With the lack of a comprehensive political seniors’ strategy, or a rebounding equity or bond market, it’s left to each of us to chart our own course. As of now, it’s up to us to find the best way to afford the things that matter most and to give ourselves the opportunity to enjoy a second chance with the important people or activities that have been simmering on the back for much too long.
Remember, the entire concept of a second chance is only 150 years old. Before mid-nineteenth century the population didn’t live long enough to consider a second chance probable. The notion came into vogue during the Victorian era. Novelists of the period specialized in narratives that gave their readers hope that personal situations could change for the better. The thought that fate ruled your existence was fading fast.
Charles Dickens was best at showcasing hope to the hopeless while exposing the evils of the industrial age. In A Christmas Carol, Ebenezer Scrooge is scared silly into changing his mean, miserly ways. If nasty old Scrooge can change so can anybody is the subtext to Dickens’ tale.

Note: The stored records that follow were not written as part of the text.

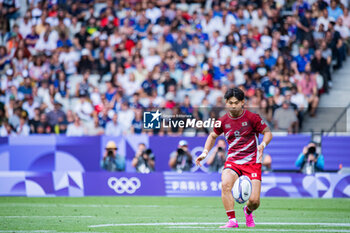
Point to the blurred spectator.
(94, 128)
(181, 159)
(112, 161)
(309, 161)
(143, 160)
(285, 118)
(217, 160)
(308, 87)
(76, 128)
(164, 51)
(113, 128)
(23, 128)
(137, 122)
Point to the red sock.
(231, 214)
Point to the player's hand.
(200, 158)
(260, 152)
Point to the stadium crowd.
(92, 67)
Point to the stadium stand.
(277, 51)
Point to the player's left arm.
(266, 140)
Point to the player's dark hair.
(234, 92)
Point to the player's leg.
(228, 178)
(254, 200)
(253, 203)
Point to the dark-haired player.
(241, 129)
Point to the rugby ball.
(242, 189)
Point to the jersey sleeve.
(258, 124)
(219, 130)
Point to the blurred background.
(77, 77)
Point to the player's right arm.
(208, 146)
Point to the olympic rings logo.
(124, 185)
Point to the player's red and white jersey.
(241, 134)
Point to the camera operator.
(181, 159)
(143, 160)
(309, 161)
(217, 160)
(111, 160)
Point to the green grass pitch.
(165, 214)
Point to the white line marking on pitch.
(267, 230)
(219, 223)
(38, 216)
(73, 205)
(44, 231)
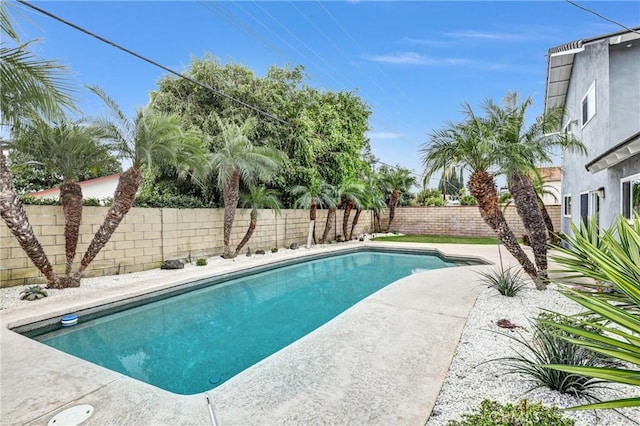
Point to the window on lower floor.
(630, 196)
(566, 206)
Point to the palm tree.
(64, 148)
(30, 88)
(151, 138)
(316, 194)
(238, 160)
(339, 194)
(351, 199)
(257, 197)
(519, 149)
(396, 181)
(470, 144)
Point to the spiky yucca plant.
(613, 259)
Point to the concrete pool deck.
(382, 361)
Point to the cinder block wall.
(147, 236)
(460, 221)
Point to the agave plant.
(614, 258)
(33, 292)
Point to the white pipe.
(212, 415)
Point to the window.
(630, 196)
(590, 206)
(566, 206)
(589, 104)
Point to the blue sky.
(414, 62)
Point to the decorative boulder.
(172, 264)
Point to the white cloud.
(413, 58)
(487, 35)
(384, 135)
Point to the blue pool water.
(193, 342)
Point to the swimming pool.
(195, 341)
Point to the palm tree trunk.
(377, 227)
(123, 198)
(311, 238)
(252, 226)
(230, 196)
(345, 220)
(482, 187)
(328, 224)
(526, 201)
(553, 237)
(15, 216)
(393, 202)
(71, 196)
(355, 222)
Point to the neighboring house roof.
(106, 183)
(620, 152)
(560, 64)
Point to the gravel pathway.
(471, 378)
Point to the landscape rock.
(172, 264)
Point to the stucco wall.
(463, 221)
(148, 236)
(616, 71)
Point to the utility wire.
(139, 56)
(602, 16)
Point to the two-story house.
(597, 83)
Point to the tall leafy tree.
(256, 197)
(397, 180)
(352, 197)
(470, 144)
(316, 194)
(66, 148)
(31, 88)
(325, 131)
(348, 188)
(150, 138)
(519, 150)
(239, 161)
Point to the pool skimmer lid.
(72, 416)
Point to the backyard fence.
(147, 236)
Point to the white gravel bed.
(471, 379)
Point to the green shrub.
(525, 413)
(434, 201)
(31, 200)
(548, 346)
(91, 202)
(508, 282)
(468, 200)
(611, 257)
(33, 292)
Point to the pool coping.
(372, 364)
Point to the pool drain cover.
(72, 416)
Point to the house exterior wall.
(99, 188)
(616, 72)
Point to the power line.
(139, 56)
(602, 16)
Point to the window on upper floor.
(566, 206)
(589, 104)
(630, 198)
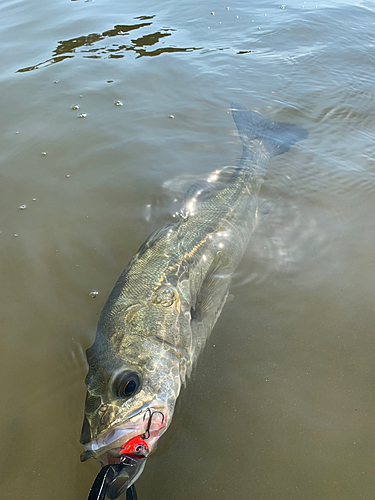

In Middlemarch, the greatest Victorian novel of all, George Eliot (a woman) winds her narrative around Dorothea Brooke. Eliot’s heroine is kind, intelligent, generous and loyal. But she makes a huge mistake early on. She marries a dry old stick, the Reverend Casaubon, who undervalues her intelligence and devotion. After the Reverend’s death Dorothea is determined to make a loving, mutually satisfying match. She succeeds. Her second chance at love and a meaningful life is a spectacular comeback and a reminder that it’s never to late.
Even now, in 2015, second chances are there for the taking.